Property Coin(PCX)-Blockchain Platform for Real Estate Industry


Have you known a Real Estae field has come to Blockchain? This is about it. Buzzy Initial Coin Offerings are facing increased scrutiny, but one launching later this month from a house-flipping real estate tech company is drawing interest. Los Angeles-based real estate tech startup Aperture is preparing for the public sale on Feb. 26 of Property Coin, an asset-backed cryptocurrency token. They are really see the opportunity for Property Coin to come in and be truly the first crypto-denominated securitization or structured finance fund back by real-world assets, real estate assets. Property Coin is based on the Ethereum blockchain, a popular cryptocurrency standard that’s been used as the foundation for many new tokens. Aperture says Property Coin will fit right in with its main business, flipping houses as an iBuyer and underwriting loans to smaller real estate investors (that business will also continue to be available to customers using U.S. dollars). Net proceeds from the token’s ICO will be invested in properties and loans nationwide that Aperture’s the algorithm and staff choose. Property Coin holders, then, will be invested in those real-world assets, which Aperture will later flip for a profit. Aperture will also reinvest 50 percent of its profits from the ICO in other real estate investments, aiming to create appreciation for its cryptocurrency investors. The ICO will place Property Coin at $50 per token, with a minimum token contribution of $1,000 for U.S. investors — higher than other ICOs but lower than most real estate investments. In total, the company aims to sell $50 million worth of tokens through its ICO.

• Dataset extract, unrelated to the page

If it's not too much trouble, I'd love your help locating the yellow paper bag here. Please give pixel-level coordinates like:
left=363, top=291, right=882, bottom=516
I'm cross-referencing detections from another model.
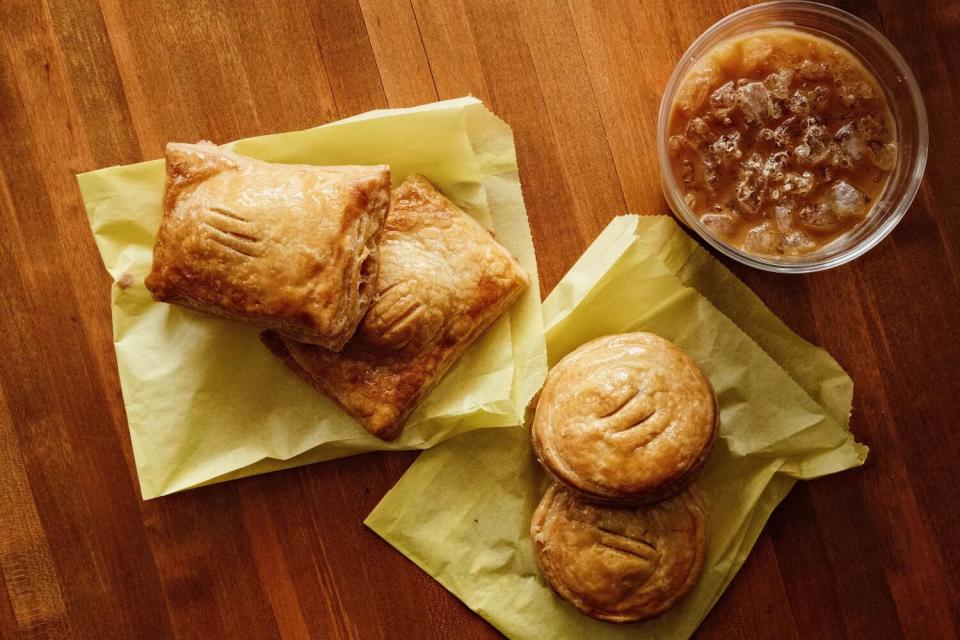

Jewett and fellow co-CEO Matt Miles launched Aperture in 2016 after working as investment bankers at the Royal Bank of Scotland, focusing on the mortgage and real estate space. This summer, they started looking into what an ICO could do for their company. Their experience as investment bankers financing mortgages and real estate was a well-defined path of how to do that and how to do that the right way, in a way acceptable to institutional investors and lenders,” Miles said. “Then we learned about the ICO market and see no one’s doing those things to ICOs. We’re adapting what we already know about financing assets to create a model to do that in the ICO space. El Segundo-based startup Aperture Real Estate Ventures plans to launch a real estate-backed cryptocurrency by the end of February. Property Coin is THE ICO project that should be the cornerstone of a well diversified cryptocurrency portfolio. We think of ourselves as a “blue chip” ICO, the first proper merger of traditional structured finance and crypto. The company said it will give investors an “opportunity to own a professionally managed portfolio of real estate assets via the blockchain.”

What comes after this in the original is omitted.